Answers Database
M1: What are the differences between node-locked and floating licenses?
Record #2001
Product Family: Software
Product Line: M1 Graphical/General
Product Part: xilinxd
Product Version: 1.3
Problem Title:
M1: What are the differences between node-locked and floating licenses?
Problem Description:
Urgency: Standard
General Description: What are the differences between node-locked and
floating licenses?
Solution 1:
Xilinx is creating two kinds of licenses for M1.
1: a floating, counted, license.
2: a node-locked, uncounted, license.
If a license is floating and counted, then the server and daemon (lmgrd and
xilinxd) must be running.
If a license is node-locked and uncounted, then the server and daemon are NOT needed.

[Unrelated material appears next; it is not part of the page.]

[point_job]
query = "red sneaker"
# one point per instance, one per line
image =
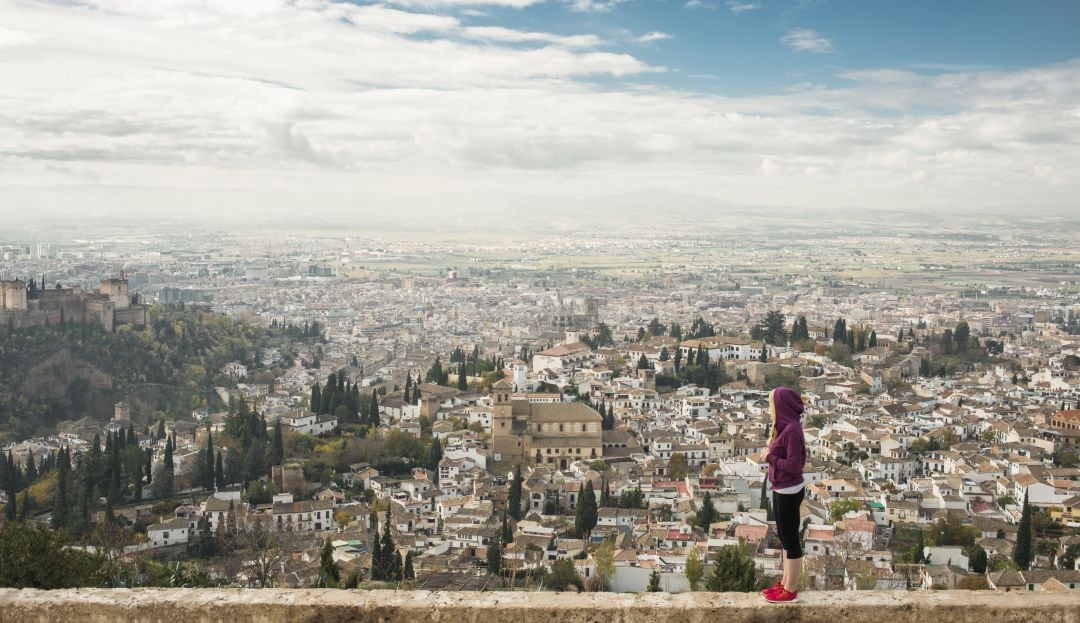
(782, 595)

A node-locked license has a hostid in the FEATURE line(s). It can be used
ONLY on the machine whose hostid is in the line. In our case, it also has
a zero (0) for the number of users; that means we're not counting how many
copies are used at the same time.
Here is a typical floating FEATURE. It allows only one machine at a time,
but that user can be on any machine. It also requires a SERVER and a
DAEMON line, which are not shown here.
FEATURE PR-4EX-WS xilinxd 1.000 28-JUL-97 1 C91A9464B55472B5CB4D \
"XSJ_juliette"
Here is a typical node-locked INCREMENT. It allows only one specific machine,
with hostid C60041B3A, to run the software; but any number of users can be
using the software on that machine.
# This license is nodelocked to ., HOSTID=DISK_SERIAL_NUM=C60041B3A
#
INCREMENT FND-EXP-PC xilinxd 1.000 1-jan-0 0 ACC716A1C8C9BA8B29BF \
"XSJ_jjackson" DISK_SERIAL_NUM=C60041B3A
#
BOTH PC users and Workstation users licenses can come from the same license
server and license file. It is possible to have both types of FEATURES in
the same file. In that case, the server and daemon must be running for the
floating, counted license. In a mixed license, the node-locked, counted
licenses should be at the front of the file, AHEAD OF the SERVER and DAEMON
lines. That way the programs on those machines don't have to go look on the
network for a license, and won't grab a shared license.